At first, Charlie seems comically unaware of social niceties. “I just want you to like me,” Charlie says. He doesn’t adhere to or even understand the social contract most of us take for granted. He doesn’t just want to be the center of attention; he has to be, and he will punish anyone who takes the spotlight away from him. He can’t admit mistakes. When someone catches him red-handed, he shifts the blame to someone else.

Standing far enough away, the Trump phenomenon can seem like black magic. Or it can goad unwary liberals into their own kind of madness, believing that conservatives are not just crazy but stupid. Slide into the orbit of his influence, though, and you understand the power of advertising. Trump is not just a brand; he is overflowing with volcanic, irresistible emotion.

There’s an old Gaelic proverb that says, “The perfect man is he who has never been told otherwise.” Most of us get slapped down sometime well before maturity and realize that we are not omnipotent or invulnerable. Trump had a rarified upbringing, shadowing a father upon whom he seems to have modeled his own self-image of the successful businessman. Now, he surrounds himself largely with people who are paid to agree with him, Trump has never faced his own mortality. He believes his own press, and when he can’t get his own way, or if he fails, he pretends the lapse never happened.

“There’s no right way to hit a woman.”

– Kirk to Charlie

screen-shot-2016-12-27-at-3-35-41-pmFollow the “Charlie X” template, and you’ll see more commonalities. Charlie wants women to like him, so he slaps Yeoman Rand’s behind. When reprimanded, he’s sent to Kirk, whose own response approximates a sitcom dad trying to explain sex. It’s funny, if you don’t think too much about the consequences.

Only Kirk seems able to stand up to Charlie, and only as long as Charlie’s fear of the Captain’s authority is greater than his own urges. Once he feels that he has outgrown Kirk, there is nothing and no one who can curb his impulsivity.

Through the primaries, Trump learned that no one was immune to his mockery. Only Hillary Clinton and Elizabeth Warren seemed to get the better of him, and only when they focused on slapping Trump down like a bad dog or misbehaving child. No attempt to engage him substantively on issues has succeeded, nor has any attempt to beat him at his own baiting, back-biting game. Instead, Trump, like Charlie, doled out approval to those who joined him in mocking his opponents. Jeb Bush and Mitt Romney were both targets effectively neutralized by this ploy.
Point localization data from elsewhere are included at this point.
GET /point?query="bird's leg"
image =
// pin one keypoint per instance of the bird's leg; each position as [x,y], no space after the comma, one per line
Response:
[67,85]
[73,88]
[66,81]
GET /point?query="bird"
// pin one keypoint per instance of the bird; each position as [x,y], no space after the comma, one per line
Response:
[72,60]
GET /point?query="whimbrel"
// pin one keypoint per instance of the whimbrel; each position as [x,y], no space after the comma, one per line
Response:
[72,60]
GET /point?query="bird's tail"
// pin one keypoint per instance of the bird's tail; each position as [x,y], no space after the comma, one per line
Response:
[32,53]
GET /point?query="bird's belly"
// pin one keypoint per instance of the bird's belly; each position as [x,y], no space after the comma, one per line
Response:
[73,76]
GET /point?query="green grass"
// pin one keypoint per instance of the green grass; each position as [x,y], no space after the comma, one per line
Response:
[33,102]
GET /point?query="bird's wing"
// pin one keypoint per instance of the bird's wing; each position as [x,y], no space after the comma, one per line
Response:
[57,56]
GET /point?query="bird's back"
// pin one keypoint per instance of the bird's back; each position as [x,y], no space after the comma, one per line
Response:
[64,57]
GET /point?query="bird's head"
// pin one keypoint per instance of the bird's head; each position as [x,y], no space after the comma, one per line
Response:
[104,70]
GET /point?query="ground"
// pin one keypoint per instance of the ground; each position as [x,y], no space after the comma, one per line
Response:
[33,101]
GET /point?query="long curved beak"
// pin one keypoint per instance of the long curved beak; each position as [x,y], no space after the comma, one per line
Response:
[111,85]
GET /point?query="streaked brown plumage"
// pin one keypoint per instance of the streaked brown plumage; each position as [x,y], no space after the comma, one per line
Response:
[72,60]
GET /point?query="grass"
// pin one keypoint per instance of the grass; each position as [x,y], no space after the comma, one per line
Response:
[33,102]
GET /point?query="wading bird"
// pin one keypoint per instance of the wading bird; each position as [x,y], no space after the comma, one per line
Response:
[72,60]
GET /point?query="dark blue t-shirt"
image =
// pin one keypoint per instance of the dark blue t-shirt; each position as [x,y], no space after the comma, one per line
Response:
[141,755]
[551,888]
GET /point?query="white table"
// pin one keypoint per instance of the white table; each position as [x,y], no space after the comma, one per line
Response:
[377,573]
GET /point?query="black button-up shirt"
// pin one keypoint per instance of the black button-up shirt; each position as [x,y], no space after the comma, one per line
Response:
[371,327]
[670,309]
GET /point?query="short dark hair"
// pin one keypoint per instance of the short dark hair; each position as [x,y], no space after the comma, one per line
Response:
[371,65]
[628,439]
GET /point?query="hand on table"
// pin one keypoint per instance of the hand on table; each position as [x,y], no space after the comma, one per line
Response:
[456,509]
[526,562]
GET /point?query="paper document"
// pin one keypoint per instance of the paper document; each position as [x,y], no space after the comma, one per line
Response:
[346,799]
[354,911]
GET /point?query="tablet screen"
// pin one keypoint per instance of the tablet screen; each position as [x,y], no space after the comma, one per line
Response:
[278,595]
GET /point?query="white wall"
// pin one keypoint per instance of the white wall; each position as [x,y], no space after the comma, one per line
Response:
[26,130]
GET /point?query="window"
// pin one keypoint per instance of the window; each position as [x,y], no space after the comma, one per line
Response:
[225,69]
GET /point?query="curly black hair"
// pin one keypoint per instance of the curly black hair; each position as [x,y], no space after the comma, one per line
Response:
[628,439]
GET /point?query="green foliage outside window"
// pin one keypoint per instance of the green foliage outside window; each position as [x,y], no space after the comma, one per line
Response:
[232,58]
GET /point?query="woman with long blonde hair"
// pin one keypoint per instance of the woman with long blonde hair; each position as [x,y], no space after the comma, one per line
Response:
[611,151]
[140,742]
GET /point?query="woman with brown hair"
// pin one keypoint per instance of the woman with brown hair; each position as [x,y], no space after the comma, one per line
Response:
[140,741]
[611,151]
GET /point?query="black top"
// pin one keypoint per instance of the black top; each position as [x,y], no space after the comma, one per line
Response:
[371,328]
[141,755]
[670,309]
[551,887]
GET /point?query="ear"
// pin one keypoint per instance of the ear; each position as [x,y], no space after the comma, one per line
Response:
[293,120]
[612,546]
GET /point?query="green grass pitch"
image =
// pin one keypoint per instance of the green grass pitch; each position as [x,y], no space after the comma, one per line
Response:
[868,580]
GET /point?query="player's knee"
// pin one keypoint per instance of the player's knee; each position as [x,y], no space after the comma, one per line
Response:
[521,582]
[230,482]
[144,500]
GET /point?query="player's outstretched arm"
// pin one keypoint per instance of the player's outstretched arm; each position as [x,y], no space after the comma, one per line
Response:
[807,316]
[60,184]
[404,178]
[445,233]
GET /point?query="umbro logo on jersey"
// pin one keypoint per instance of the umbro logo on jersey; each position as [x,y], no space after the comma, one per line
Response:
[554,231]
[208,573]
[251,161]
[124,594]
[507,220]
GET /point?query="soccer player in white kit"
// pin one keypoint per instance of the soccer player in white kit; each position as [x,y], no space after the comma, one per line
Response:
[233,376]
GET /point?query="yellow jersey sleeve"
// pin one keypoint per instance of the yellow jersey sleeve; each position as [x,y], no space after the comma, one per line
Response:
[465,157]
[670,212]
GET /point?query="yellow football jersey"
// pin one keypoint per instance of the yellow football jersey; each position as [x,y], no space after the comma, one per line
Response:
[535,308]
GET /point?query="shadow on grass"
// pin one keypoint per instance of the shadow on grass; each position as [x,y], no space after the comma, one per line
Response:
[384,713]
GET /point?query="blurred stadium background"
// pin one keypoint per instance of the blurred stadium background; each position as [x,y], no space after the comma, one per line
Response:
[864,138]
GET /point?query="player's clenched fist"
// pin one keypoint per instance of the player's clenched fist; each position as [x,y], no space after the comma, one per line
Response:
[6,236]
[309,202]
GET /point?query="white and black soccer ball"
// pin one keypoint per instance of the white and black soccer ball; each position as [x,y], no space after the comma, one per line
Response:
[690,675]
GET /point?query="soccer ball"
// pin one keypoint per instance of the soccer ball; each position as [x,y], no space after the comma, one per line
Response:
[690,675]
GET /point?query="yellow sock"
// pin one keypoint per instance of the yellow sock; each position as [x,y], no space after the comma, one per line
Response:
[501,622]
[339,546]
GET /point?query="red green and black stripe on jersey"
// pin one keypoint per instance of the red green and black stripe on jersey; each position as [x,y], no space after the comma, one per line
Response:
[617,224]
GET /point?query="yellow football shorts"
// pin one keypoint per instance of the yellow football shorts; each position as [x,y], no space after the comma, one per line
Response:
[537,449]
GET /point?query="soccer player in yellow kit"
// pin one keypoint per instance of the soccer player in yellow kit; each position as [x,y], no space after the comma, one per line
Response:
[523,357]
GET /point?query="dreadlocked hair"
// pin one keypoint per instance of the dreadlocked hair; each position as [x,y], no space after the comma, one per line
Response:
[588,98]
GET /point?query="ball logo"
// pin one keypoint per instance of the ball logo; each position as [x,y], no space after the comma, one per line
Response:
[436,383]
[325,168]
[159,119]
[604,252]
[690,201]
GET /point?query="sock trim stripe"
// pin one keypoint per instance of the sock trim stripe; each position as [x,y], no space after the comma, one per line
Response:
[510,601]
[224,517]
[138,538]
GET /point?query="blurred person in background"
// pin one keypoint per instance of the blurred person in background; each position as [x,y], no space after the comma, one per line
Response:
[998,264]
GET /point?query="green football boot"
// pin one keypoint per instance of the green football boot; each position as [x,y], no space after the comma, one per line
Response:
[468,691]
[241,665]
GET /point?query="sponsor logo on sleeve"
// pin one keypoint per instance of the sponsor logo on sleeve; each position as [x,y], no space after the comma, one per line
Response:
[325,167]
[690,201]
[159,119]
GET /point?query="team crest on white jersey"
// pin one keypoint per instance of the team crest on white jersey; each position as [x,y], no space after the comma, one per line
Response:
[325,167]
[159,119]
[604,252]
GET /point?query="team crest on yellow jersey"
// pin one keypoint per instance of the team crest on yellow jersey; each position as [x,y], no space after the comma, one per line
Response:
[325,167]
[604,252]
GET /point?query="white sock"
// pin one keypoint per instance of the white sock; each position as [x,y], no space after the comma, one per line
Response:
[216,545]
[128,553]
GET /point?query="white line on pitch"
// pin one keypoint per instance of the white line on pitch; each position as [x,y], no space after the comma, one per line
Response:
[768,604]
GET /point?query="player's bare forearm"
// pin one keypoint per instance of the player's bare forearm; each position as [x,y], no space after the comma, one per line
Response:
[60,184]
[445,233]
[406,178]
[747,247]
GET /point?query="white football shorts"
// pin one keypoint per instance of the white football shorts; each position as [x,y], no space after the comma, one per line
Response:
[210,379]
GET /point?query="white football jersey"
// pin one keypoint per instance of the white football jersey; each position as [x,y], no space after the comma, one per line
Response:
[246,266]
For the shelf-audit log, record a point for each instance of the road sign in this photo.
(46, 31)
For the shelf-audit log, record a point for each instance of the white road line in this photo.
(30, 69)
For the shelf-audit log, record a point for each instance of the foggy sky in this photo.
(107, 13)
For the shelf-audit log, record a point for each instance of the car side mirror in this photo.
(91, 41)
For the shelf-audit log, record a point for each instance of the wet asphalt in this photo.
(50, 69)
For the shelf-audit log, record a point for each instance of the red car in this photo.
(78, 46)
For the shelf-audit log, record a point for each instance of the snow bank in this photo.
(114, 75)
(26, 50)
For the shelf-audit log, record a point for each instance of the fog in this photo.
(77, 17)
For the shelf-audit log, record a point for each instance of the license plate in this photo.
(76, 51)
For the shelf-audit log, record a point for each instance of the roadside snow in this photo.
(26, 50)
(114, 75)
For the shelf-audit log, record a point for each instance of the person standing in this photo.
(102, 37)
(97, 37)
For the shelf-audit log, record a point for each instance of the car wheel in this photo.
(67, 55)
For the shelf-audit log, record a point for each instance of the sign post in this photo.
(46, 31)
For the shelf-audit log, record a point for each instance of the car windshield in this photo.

Trump is not capable of controlling himself, and he will not change. He has no reason to. The benefits of acting as he does have always outweighed any small penalties, and he’s always prevailed by doubling down on his lies. Besides, Trump draws his power from people who are too afraid to stand up to his bullying ways and from those who believe that following him will mean greater power and wealth for themselves.

“I’ve waited long enough. I’m going to take him on!”

– Kirk, referring to Charlie

In the end, Kirk challenges his officers to overwhelm Charlie by stretching his desire for control past its limits. Unable to prioritize or choose his battles, Charlie cracks under the pressure as attacks fly from multiple fronts. If Trump’s critics are serious about derailing him—and I think that all people of good conscience must be—they need to do the same. We’ve already seen this lack of perspective with Trump attacking anyone and everyone who speaks out against him instead of focusing on the job ahead of him; we just have to keep at it.

This is the lesson: Attack his facts. Question his actions. Prosecute his indiscretions, not to mention his actual criminal acts. Never let him off the hook for any of it. Above all, hold him up to the Constitution and find him wanting, just like Gene and Dorothy Fontana would have advised. Be relentless, because he can only succeed if we allow ourselves to be overwhelmed before he is. If we all pitch in, we can’t fail.